Her eyes light up, "So there are fairies?"

"Yes."

"Goblins?"

"Yes."

"Demons?"

He snorts, "Of course."

"Well, what about Angels?" She asks, imagining six foot beings of light with soft feathery wings, picturing one with the face of a man she now recalls, but if she were sure of her memory like she is of the surge of magic she possesses, she would call him Dad.

But Klaus doesn't answer her, he just pulls back the curtain of thorny brush to uncover their home and kisses the top of her head.

BK

No one would ever confuse Klaus for the affectionate sort.
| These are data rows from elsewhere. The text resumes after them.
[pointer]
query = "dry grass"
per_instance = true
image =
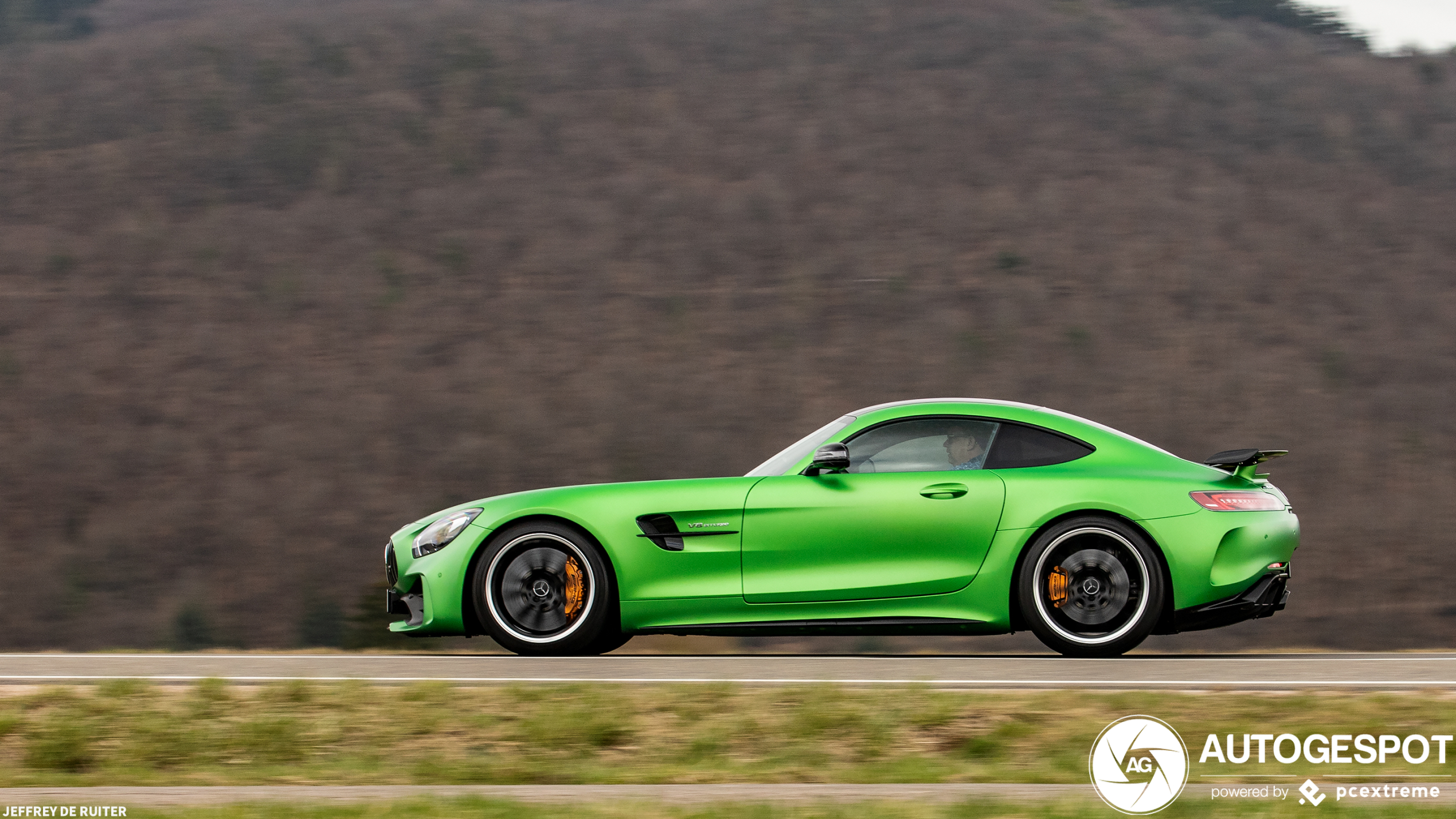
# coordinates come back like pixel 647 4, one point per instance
pixel 433 734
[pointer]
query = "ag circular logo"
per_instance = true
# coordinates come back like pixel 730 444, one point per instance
pixel 1139 764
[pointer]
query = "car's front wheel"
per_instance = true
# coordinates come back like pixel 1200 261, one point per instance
pixel 1091 587
pixel 542 588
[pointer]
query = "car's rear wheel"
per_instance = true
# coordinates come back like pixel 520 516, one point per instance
pixel 542 588
pixel 1091 587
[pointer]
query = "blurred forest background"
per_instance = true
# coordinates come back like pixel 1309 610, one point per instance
pixel 280 277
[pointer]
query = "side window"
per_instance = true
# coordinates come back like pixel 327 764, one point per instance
pixel 1020 445
pixel 922 444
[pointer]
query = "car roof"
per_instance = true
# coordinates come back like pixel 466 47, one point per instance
pixel 1015 405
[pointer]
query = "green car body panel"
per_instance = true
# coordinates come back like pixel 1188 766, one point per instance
pixel 833 547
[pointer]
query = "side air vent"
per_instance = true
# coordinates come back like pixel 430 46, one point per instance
pixel 654 524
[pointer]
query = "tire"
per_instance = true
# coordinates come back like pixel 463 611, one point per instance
pixel 543 588
pixel 1111 587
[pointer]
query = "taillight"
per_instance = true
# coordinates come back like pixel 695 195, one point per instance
pixel 1238 501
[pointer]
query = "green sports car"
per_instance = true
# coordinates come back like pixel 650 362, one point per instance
pixel 929 517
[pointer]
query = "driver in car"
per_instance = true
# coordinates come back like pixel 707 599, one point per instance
pixel 964 452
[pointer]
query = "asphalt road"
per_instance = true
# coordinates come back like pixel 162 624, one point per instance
pixel 1395 671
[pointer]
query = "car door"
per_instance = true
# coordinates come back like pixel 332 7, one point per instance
pixel 905 520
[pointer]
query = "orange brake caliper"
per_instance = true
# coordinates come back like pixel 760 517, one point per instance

There have been many women, too many to count, blurry faces and faded names, falling into lust and infatuation, taking lover after lover for over a millennia. And if there were to be a gathering of the many sort he has adored or tortured, there would be an agreeance, every woman would raise her hand and say that his impulsive nature was reserved for the kill and not the bed.

His advances have all been calculated and predatory. Seduction can only be heightened by the uncertainty of his position and the threat of what he might do.

But this compulsion of his, this undeniable desire to press his mouth on Bonnie without premeditation, well, it is strange.

And he thinks of Caroline, her face like the cresting of the sun, and of Josephine with her brown hands over his heart, and of Helen with her neck outstretched under his bite, and of Nicolette with her rosary pressed against her breast, and of the one with the red ribbon in her raven hair….

They deserved his affection, they were the rarity. The ones he loved.

But he believes after the whirlwind of procuring the one weapon he needs to become King and nearly losing his weapon in almost twenty four hours, he thinks he has bested fate and is just feeling expansive.

He reaches for his crumpled jeans on the porch, and while pulling them on over his sweaty and blood smudged skin, he notices Bonnie's curiosity and he quickly kisses the space between her eyes.

BK

"Do you plan on running away again?" He asks with all seriousness, handing her a whiskey with no ice served in a red solo cup.

"What good will it do? She tastes the alcohol, letting it burn her lips before throwing the contents of the cup to the back of her throat.

The whiskey relaxes her and she takes a seat on the wooden steps of the porch.

Klaus refills her cup, "How were you able to cast the spell?"

She shrugs, wondering if she had ever killed a man in her old life and if it ever made her feel as powerful as she is now. "I'm not sure. It was just there. Like somewhere in my brain I just knew what to say when it was time," She responds, looking up at the hybrid hovering over her, grinning, with the whiskey bottle in his hand.

"What?"

"It's…well…not to sound trite but you are growing up so fast. It was only yesterday when you were learning to walk," He smirks, taking a long swig from the bottle.

His grin doesn't disturb her like it did before, instead it warms her as much as the whiskey in her belly.

"What was I like?" She asks, wanting to know more about Bonnie.

He takes up the rest of the wooden slat she is sitting on, and they are once again, shoulder to shoulder, looking out on the front yard and the early morning fog cascading over the grass.

And he sees her, standing in the hallway of his Mystic Falls mansion, wincing at the sight of her mother's killer strung up in his ballroom.

"Loyal, "He stresses, twirling the bottle in his hands.